Dear Lana,

I think the only thing harder than trying to care about the world around you more than you care about yourself is trying to unsubscribe from The New Yorker email listserv (I’ve went on their website on three separate occasions, and now I have settled to blocking all incoming emails with “The New Yorker” in its email body). A lot like Norton antivirus software, The New Yorker email listserv is a lot like malware disguised as something helpful (it is not).

Sometime in middle school, I decided that I was going to be a jealous person. This was long before I went through my Nietzsche phase during senior year of high school. Jealousy is the realization of the schism between the life you have and the life you want. It is realized through other people because we are unable to contextualize our self except through perceiving others. Nietzsche said that jealousy is a good thing because it allows us to focus our attention where we lack the most, which I would largely agree with, but it is also something that is controllable. By controlling our exposure, we can control how jealous we are. If we want to be more jealous, then we could easily just download Instagram and simp over some celebrities or influencers. If we don’t want to be jealous, we could easily just delete social media and live the contemplative life. But that would be really boring, right?
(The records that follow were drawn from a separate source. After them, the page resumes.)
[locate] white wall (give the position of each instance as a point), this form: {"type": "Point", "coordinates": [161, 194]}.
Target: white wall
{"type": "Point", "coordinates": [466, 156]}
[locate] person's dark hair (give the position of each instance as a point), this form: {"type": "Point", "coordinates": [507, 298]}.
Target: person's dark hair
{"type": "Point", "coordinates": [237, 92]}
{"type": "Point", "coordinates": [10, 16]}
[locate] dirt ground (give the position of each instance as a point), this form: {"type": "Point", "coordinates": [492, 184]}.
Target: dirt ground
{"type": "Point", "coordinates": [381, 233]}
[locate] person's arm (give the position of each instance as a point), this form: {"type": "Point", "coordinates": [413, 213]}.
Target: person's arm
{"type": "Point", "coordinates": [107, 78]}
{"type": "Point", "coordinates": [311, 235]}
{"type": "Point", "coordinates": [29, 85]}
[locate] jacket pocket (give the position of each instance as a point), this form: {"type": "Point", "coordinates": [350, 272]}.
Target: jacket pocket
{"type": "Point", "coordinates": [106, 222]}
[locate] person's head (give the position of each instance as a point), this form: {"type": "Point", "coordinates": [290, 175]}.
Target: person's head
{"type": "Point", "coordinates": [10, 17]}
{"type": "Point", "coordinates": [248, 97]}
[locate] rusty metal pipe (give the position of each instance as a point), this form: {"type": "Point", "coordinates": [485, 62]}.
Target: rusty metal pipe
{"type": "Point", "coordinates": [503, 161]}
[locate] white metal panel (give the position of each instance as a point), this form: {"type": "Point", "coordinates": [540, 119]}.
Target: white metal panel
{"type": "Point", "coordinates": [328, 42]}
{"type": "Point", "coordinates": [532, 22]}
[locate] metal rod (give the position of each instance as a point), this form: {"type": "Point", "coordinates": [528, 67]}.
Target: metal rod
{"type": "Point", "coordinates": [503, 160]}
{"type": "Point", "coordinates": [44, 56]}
During senior spring of college, I started watching a bunch of commencement speeches because I was bored out of my mind and since my commencement got hit with the ‘rona. I remember in the end of Steve Jobs’ speech, he said something along the lines of: “Stay hungry. Stay foolish.” He’s an entrepreneur, and I’m not an entrepreneur, so I have no intention of being foolish. My life is just a series of risk-averse decisions piled on top of one another. I could fuck with the “be hungry” part though. I thought I reached the point in my life where I wanted to settle down, move to suburban New York, and work a 9-5 until the end of time, but I don’t think I’m quite ready for that yet. I know I joke around about being a k-pop star a lot, but I genuinely want to be a k-pop star. The question, however, is how much risk am I willing to take and how hard am I willing to work to achieve that goal?

I was reading some writing by people who have quite similar ideas to me but express them in way that’s significantly less edgy than the way I do. Most of the time, I think I’m too cynical for my own good. I do recognize that it’s a problem, but I’m not sure how I should deal with that yet. I like to think that I have reasons justify my edginess compared to other people, but I think my life falls within a standard deviation of what most people would consider to be a “normal” life, at least as normal as it gets for an middle-class Asian American male growing up in a white suburb. Nothing made me this way; there are certain things that have influenced me one way or another, but I chose to let those parts of my past influence me.

When people write autobiographies, they pick and choose what parts of their lives influence them. But, at the very end, it is we who actively choose what we want to become; we simply justify the parts of our past that influenced our decision afterwards.

I was watching some of xQc’s content the other day, and I was interested in how he made a brand out of in-game toxicity. Tyler1 has a similar appeal. Considering a lot of their viewers are male, I wonder how much of this toxicity is baked into masculinity. Considering how my writing is quite edgy sometimes, I wonder how much of my own views on the world fall within this same commodification of toxicity. I don’t do it on purpose; it’s just what naturally bubbles up in my thoughts. I would hate it if toxicity was a part of my brand, but my writing is naturally quite toxic (although not as toxic as it was three years ago). I would say I’m just as edgy in real life, not necessarily in the things I say but more the things I do — mixing designer and thrifted clothes together in the same outfit, buying knock-off products online on purpose, ironically being sad. It’s a life choice. Being “normal” probably makes it a lot easier to fit into society, but it’s not particularly a choice I want to make.

A lot of philosophers idealize the idea of being an outsider. I think that’s kinda dumb. Why would you want to be an outsider when it would make your life 10x harder? I think the move is to ironically be normal, then you can stay true to your values but also fit into society and function like a productive contributor to consumerism.